# Outward OPC, A29



## A.Joseph (Feb 26, 2019)

does anybody else find this a little troubling? Specially, the reference and accolades to Chandler and A29 ‘who are reaching people better’


> “Hopefully, this intro gives you a sense of where I’m coming from as you hear more specifics and we discuss what we can learn from those who are reaching people better than us.
> 
> You may be wondering what types of churches and preachers I’m talking about, so let me give you a quick overview of some of the “teams and tribes”—this is a broad sweep:
> 
> Acts29: An affiliation, not a denomination. Way back it was started by Mark Driscoll. With his difficulties in Seattle, Acts 29 leadership basically removed him from affiliation. Acts 29’s response and clear handling of the situation are commendable, and Driscoll has been gone for several years. Now, two main leaders are Matt Chandler from the Village Church in Dallas and Eric Mason from Epiphany Fellowship in Philly. These two can flat out preach, by the way. And they both lead churches that are reaching people for Christ and his gospel. Not all Acts 29 churches are like these two, but many are in the family and many have varying levels of Reformed leanings or almost full Reformed commitments. Some struggle and don’t have any reformed leanings and don’t have quality preaching. Acts 29 isn’t without its troubles (beyond Driscoll) and the reasons for that are for another time.
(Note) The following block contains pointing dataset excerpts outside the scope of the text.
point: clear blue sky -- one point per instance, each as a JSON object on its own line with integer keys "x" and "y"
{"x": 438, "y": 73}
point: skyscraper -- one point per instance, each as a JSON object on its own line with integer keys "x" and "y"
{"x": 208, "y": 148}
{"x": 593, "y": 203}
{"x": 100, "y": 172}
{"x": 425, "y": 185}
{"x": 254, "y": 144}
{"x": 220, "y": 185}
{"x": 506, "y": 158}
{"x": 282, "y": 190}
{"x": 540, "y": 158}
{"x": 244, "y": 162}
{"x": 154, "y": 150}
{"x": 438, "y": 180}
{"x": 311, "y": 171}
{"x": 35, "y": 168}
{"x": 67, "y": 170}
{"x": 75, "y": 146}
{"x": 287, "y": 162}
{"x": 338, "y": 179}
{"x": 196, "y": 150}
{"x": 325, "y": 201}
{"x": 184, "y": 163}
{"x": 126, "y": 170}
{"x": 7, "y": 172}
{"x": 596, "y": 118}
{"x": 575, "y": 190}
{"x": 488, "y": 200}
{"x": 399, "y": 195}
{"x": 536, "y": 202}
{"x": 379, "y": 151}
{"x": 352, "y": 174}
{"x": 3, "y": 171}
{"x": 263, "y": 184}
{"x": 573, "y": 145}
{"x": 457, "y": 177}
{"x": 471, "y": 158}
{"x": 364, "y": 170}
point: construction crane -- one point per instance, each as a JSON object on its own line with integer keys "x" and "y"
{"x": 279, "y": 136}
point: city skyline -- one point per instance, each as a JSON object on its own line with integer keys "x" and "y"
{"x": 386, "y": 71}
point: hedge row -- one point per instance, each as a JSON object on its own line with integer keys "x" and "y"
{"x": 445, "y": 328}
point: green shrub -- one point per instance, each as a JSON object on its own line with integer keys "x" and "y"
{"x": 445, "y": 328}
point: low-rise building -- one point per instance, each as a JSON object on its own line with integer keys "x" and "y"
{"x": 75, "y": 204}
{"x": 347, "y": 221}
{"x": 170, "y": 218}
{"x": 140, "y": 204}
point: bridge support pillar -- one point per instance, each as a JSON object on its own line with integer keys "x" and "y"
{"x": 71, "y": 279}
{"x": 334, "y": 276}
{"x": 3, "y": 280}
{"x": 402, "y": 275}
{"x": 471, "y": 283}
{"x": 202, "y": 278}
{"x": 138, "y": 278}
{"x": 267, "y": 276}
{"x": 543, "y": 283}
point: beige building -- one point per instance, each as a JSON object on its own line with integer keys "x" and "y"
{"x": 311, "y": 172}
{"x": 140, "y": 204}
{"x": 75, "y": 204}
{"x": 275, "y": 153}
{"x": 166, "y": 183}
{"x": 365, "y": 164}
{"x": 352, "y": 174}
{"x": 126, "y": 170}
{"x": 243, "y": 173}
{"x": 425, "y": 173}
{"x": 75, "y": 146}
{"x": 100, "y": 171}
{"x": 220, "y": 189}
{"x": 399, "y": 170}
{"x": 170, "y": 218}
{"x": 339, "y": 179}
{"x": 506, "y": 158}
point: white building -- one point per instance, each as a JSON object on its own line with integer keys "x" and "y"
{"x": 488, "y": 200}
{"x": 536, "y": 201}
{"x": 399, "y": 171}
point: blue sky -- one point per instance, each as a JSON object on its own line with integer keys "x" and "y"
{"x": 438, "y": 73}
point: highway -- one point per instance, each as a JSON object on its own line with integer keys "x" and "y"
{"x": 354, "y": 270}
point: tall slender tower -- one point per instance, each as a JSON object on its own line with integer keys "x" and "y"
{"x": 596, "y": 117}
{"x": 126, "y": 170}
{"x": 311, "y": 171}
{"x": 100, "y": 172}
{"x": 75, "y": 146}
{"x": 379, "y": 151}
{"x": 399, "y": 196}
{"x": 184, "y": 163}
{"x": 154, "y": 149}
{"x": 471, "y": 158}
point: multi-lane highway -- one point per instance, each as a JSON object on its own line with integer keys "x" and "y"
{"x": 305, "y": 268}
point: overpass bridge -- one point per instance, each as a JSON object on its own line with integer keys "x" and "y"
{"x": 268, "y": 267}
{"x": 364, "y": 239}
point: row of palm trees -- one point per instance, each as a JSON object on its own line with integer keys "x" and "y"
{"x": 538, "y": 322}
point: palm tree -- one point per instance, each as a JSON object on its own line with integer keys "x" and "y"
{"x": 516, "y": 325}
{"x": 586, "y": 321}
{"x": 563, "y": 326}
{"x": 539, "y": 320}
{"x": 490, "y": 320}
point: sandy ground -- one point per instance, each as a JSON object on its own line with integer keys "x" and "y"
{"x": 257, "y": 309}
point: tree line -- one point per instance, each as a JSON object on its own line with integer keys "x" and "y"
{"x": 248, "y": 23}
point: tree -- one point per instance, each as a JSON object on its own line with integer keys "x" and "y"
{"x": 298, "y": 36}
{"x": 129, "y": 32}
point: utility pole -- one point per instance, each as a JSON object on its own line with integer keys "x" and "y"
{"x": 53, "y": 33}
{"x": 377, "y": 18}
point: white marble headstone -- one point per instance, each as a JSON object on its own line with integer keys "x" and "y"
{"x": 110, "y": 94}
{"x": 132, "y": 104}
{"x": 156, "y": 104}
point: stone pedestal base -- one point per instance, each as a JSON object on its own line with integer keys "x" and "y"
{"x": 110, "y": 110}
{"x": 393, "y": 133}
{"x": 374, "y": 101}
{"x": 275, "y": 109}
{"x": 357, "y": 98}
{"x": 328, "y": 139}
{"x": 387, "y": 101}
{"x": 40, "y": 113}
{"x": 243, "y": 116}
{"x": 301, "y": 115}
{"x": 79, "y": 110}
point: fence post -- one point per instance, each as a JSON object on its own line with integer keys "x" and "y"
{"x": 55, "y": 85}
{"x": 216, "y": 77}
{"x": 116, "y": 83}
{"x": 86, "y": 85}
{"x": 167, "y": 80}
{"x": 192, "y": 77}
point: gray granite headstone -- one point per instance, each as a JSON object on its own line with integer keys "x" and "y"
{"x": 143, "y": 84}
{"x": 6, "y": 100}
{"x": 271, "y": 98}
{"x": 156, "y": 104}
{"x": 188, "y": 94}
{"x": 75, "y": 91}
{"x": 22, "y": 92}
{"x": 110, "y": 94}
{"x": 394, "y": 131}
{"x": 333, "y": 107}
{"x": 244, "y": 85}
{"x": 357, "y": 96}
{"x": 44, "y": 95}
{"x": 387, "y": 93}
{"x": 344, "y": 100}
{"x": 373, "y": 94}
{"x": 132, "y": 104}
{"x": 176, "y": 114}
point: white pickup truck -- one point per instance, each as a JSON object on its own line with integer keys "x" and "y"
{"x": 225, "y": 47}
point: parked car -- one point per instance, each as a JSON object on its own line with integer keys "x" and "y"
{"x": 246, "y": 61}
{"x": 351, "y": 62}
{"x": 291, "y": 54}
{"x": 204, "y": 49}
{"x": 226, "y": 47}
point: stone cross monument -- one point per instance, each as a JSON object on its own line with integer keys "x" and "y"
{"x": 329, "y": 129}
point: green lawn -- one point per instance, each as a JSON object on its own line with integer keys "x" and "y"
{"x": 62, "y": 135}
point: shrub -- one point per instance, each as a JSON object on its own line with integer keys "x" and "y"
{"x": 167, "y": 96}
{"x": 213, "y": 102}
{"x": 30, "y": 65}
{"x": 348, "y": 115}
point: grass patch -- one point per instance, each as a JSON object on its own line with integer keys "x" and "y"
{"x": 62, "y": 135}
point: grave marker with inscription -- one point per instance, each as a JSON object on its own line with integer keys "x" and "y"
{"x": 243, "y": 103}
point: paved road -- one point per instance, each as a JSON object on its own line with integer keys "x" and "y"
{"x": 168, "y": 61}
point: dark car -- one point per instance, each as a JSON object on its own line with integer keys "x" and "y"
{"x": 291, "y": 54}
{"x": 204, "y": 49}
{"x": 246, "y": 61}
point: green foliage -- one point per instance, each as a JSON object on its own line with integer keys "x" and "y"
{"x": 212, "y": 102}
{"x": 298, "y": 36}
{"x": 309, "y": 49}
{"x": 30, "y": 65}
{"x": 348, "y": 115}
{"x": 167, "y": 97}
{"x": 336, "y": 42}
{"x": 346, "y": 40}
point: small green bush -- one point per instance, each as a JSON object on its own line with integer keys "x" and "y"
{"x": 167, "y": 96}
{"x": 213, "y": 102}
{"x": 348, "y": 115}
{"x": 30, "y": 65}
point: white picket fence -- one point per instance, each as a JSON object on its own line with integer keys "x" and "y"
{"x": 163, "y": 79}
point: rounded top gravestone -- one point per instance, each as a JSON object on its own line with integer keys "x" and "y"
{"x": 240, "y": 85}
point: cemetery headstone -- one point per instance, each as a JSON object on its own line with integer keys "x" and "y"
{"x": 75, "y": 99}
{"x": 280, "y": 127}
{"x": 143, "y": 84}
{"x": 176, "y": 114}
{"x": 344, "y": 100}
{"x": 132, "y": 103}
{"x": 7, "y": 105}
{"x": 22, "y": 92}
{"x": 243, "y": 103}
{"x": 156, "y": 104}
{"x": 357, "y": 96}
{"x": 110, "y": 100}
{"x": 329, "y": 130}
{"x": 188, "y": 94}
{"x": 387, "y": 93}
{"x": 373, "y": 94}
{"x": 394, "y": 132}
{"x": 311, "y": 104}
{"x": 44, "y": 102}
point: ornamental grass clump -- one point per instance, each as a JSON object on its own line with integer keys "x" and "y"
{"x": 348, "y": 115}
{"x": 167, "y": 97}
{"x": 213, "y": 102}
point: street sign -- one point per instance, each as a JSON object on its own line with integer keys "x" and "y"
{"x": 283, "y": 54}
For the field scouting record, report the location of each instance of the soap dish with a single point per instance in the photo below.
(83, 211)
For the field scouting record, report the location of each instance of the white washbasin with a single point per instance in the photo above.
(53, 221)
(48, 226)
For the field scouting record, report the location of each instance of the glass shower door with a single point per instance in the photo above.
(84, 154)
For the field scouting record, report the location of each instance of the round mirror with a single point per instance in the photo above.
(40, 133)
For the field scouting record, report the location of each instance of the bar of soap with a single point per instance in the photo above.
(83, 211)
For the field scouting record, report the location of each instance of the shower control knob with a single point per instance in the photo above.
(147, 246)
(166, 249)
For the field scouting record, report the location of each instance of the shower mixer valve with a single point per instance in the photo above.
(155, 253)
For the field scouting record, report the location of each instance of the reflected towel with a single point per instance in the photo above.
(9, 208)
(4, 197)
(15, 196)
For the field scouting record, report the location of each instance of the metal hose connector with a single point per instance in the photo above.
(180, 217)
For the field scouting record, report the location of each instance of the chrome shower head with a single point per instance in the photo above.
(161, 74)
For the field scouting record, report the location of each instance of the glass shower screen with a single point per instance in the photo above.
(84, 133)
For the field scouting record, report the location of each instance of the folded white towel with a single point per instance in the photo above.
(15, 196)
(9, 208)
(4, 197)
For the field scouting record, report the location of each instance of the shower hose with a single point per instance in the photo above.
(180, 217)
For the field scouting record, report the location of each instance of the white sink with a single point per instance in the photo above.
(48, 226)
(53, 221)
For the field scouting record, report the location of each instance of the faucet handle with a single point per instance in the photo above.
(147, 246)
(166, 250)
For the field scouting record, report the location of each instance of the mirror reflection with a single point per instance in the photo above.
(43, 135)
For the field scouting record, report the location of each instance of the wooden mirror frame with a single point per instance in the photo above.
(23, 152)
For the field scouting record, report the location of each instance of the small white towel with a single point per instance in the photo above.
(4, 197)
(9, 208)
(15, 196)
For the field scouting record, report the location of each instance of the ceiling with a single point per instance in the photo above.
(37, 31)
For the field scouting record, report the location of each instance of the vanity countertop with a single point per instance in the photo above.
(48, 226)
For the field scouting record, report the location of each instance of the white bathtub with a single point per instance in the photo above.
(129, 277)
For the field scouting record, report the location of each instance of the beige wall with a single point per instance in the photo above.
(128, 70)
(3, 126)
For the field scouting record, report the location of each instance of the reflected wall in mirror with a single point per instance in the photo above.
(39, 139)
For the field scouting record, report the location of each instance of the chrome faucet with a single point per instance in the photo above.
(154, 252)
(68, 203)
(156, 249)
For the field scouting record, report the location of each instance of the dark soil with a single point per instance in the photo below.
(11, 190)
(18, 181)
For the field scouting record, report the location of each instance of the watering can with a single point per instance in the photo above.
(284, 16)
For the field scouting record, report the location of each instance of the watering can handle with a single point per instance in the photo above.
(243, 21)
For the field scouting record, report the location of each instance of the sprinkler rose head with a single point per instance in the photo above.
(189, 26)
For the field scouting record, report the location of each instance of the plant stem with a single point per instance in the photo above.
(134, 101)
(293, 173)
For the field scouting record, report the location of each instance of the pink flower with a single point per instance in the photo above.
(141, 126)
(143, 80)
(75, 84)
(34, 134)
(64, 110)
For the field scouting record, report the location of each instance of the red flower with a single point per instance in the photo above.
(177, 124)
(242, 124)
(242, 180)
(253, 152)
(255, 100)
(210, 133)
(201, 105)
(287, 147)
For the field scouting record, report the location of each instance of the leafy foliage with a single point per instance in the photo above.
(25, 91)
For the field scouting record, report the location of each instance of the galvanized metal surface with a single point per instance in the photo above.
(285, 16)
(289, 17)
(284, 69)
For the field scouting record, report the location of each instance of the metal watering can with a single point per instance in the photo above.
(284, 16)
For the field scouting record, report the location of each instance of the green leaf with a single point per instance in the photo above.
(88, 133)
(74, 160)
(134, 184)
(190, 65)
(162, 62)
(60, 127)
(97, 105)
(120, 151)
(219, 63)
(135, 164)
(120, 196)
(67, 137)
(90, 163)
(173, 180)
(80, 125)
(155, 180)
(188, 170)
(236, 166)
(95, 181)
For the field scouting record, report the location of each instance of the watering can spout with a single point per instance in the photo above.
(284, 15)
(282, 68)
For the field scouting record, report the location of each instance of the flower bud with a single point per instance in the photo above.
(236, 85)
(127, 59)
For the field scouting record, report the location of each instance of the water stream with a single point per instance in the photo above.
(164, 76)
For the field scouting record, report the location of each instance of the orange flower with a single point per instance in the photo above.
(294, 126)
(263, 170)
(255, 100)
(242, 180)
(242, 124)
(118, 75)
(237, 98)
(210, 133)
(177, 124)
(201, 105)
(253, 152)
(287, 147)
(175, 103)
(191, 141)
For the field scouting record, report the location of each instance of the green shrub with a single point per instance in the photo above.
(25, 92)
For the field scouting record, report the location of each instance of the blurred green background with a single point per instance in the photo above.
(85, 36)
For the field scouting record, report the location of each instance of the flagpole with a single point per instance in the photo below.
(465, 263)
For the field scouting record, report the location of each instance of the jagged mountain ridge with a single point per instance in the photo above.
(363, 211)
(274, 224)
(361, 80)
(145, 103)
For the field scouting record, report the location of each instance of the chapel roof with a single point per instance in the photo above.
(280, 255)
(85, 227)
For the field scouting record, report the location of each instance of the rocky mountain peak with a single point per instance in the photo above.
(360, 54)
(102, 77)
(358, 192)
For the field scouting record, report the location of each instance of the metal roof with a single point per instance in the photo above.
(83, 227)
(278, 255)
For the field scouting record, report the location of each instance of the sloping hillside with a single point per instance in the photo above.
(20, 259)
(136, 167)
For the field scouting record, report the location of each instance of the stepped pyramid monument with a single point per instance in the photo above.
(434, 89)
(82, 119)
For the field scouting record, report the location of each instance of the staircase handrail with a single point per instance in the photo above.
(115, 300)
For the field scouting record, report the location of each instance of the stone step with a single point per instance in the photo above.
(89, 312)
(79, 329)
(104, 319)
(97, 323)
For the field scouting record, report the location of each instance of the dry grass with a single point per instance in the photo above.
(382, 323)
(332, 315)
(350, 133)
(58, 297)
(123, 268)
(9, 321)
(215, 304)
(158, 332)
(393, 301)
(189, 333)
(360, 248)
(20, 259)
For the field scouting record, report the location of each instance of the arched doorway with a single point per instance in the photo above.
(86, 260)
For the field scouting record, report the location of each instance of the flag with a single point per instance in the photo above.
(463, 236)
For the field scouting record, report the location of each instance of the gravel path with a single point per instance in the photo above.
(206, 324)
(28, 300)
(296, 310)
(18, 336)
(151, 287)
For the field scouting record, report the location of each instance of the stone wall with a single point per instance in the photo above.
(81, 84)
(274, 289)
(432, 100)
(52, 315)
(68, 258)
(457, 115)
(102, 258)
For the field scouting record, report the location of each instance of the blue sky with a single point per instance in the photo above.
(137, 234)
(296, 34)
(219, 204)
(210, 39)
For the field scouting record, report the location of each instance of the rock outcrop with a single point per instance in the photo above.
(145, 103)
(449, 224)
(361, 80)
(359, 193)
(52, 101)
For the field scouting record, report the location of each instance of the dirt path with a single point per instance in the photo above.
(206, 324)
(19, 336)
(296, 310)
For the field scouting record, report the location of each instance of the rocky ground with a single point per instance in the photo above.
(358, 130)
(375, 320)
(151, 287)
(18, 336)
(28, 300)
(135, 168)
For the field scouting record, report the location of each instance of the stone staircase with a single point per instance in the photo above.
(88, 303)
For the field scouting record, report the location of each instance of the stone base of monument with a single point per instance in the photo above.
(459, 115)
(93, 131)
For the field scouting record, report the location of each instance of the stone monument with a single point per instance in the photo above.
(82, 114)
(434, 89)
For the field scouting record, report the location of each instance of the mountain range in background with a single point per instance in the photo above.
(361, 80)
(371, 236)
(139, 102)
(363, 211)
They range from ecclesiology to personality to theology.”




Then there is this....




> As one PCA pastor I know who I would put in this camp puts it: We’re like Ross (the Dept/Fashion store) for Reformed Churches: We give you the dress for less! That’s Ross’s tag line and what he means is you get the Reformed stuff, but it doesn’t have the fanfare and up front cost that you would find in some Reformed tribes


 yikes!
https://www.outwardopc.com/2018/06/19/10-things-intro/


----------



## Bill Duncan (Feb 26, 2019)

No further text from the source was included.